Inelastic Neutron Scattering and Lattice Dynamics: Perspectives and Challenges in Mineral Physics

Abstract

An understanding of the fundamental physics of the Earth's interior requires information about the phase transitions and thermodynamic properties of key mantle-forming mineral phases. Inelastic neutron scattering (INS) is an indispensable tool for determining key lattice dynamics properties like the phonon dispersion relation (PDR) and density of states, which govern a wide range of material behaviors including structural phase transitions, thermodynamic properties, elasticity, and melting. In this chapter we review recent reported studies involving INS and lattice dynamics calculations of geophysically important minerals. We also review recent applications of INS involving experimental and theoretical ab initio and atomistic studies of the phonon spectra and thermodynamic properties of minerals and of other novel phenomena like high-pressure phonon softening, structural phase transitions, pressure-induced amorphization, magnetic excitations, melting, etc.
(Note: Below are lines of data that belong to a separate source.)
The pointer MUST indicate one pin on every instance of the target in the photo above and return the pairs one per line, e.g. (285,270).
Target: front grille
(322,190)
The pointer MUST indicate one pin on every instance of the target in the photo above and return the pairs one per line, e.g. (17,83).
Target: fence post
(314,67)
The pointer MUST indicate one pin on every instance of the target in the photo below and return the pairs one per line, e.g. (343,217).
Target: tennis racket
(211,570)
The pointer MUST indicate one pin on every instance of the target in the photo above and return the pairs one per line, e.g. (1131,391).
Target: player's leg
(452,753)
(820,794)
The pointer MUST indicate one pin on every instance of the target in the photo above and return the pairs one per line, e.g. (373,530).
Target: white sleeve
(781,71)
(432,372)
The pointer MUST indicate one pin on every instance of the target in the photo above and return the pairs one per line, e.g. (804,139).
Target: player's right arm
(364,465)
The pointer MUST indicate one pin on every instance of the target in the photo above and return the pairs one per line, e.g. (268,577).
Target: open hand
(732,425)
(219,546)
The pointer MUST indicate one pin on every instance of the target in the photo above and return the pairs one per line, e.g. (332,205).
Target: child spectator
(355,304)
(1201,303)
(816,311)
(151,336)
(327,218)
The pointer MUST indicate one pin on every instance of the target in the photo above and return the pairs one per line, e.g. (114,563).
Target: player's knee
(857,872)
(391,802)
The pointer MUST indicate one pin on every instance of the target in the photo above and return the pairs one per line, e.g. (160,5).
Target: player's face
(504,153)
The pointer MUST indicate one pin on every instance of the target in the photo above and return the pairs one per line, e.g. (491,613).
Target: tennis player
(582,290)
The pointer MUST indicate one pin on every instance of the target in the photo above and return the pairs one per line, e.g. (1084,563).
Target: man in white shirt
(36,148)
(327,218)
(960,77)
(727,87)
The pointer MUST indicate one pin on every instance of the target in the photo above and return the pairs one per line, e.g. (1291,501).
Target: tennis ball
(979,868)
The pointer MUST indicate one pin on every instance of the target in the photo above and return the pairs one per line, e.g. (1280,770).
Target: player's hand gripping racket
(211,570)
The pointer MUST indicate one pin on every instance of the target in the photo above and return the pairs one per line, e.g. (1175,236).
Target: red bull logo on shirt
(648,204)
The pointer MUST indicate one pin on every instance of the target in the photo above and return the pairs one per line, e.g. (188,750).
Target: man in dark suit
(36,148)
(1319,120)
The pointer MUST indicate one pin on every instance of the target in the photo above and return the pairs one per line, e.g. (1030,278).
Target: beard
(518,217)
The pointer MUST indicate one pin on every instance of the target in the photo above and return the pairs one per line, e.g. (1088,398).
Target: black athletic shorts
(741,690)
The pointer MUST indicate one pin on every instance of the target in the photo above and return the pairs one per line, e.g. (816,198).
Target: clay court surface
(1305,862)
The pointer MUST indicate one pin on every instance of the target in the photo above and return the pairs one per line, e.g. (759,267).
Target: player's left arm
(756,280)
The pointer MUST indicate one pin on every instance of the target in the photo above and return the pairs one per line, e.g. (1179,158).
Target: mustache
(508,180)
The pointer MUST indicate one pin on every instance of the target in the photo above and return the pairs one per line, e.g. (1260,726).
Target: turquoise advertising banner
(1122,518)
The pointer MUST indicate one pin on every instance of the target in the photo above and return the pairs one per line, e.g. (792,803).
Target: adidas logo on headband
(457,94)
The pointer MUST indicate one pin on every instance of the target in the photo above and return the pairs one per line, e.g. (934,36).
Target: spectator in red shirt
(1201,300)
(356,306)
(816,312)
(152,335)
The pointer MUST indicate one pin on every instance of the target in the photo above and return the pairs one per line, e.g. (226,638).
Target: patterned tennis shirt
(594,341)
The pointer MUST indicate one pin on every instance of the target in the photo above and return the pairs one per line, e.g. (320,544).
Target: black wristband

We discuss the current understanding of the dynamical behavior, thermodynamic properties, and phase transitions of key mantle components like the olivine and pyroxene end members forsterite and enstatite, the mineral zircon, important silica polymorphs, and magnesium oxide; recent results on water and ice; other complex silicates; hydrogen storage materials; etc. Inelastic neutron scattering and complementary techniques like inelastic X-ray scattering have been used to explore the high-pressure PDR and density of states of iron, diamond, and magnesium oxide; to study magnetic excitations; to estimate the magnetic contributions to thermodynamic properties; etc. The theoretical calculations enable fruitful microscopic interpretations of complex experimental data and provide an atomic-level understanding of vibrational and thermodynamic properties.